Love, As Always, Pete

The Weekly Letters, by A. Pedersen Wood

July 6, 1990

Dear Everyone:

A thoroughly discombobulated week, here.  (It will be interesting when I get to the end and run “Spell check” to see what the computer thinks of that word.  When you type in “Wilke”, it comes back and suggests you really mean “wile”, which is entirely possible.) 

I had Monday off (vacation day); at work Tuesday; off Wednesday (Holiday – Happy Birthday, Mom!); back in the salt mine Thursday and Friday.  Just about the time you figure out where you are, it’s time to leave again.  Just about the time you start to relax, it’s time to go back to work. 

I was actually supposed to be on vacation/holiday until Thursday, but I took one day from this week and tacked it onto last week so that “Jeannie” and I could go to the Star Trek Convention in Los Angeles, where we had a very good time, indeed.  Because so many people attending the con were from out of town, out of state, out of the country (one young woman came from Germany and presented Dr. McCoy with a piece of the Berlin Wall), the people who arranged the con provided entertainment for Saturday night. 

This consisted, in part, of Kevin Pollack, a professional stand up comic.  He’s really very good, as evidenced by his repeat appearances on The Tonight Show.  He tailored his routine a little bit for the Trekkers, doing impersonations:  William Shatner overplaying Captain Kirk; Robin Williams as Ensign Chekov; Christopher Lloyd as Spock; Dudley Moore as a very drunk Scotty (why does everyone think Dudley Moore is only funny if he’s “drunk”?); and Jack Nicholson as a frightening Dr. McCoy. 

Sunday night, while watching the news, I caught a glimpse of Pollack at a charity benefit, still doing almost the same routine. 

Now I have to go 3 whole weeks before I get any more vacation time.  Life sure is rough. 

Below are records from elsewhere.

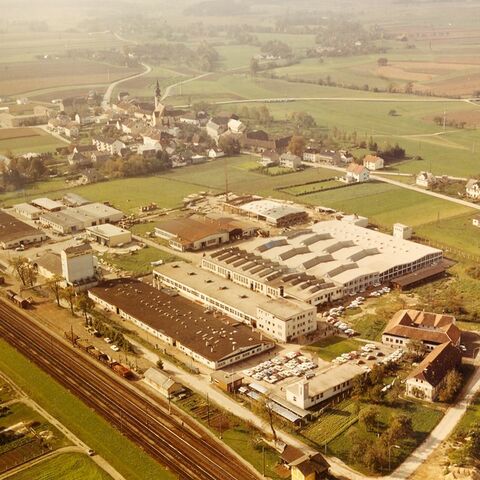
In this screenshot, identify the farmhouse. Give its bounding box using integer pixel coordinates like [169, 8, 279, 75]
[86, 223, 132, 247]
[405, 342, 462, 402]
[88, 278, 274, 370]
[345, 163, 370, 183]
[363, 155, 385, 171]
[465, 179, 480, 200]
[415, 172, 437, 188]
[153, 262, 316, 342]
[0, 210, 47, 249]
[285, 364, 365, 410]
[382, 310, 462, 350]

I hear that Mother has decided that we will celebrate all of the summer birthdays when we get together in Sunriver in August.  I don’t know why we haven’t thought of this before.  Think of what we’ll save in calories alone by not eating half a dozen cakes.  Speaking of which, those weekly Organization Review Team meetings are murder on my diet.  That’s because everyone brings some tasty little thing for us to nibble on, like doughnuts and muffins and poppy seed cake.  It’s sort of like a bake-off, each person trying to outdo the last, except that none of us has time to do any baking.  Instead, these little treats come in neat boxes with the Safeway Bakery logo on them.  So much better for travelling to and from Richmond. 

In other news…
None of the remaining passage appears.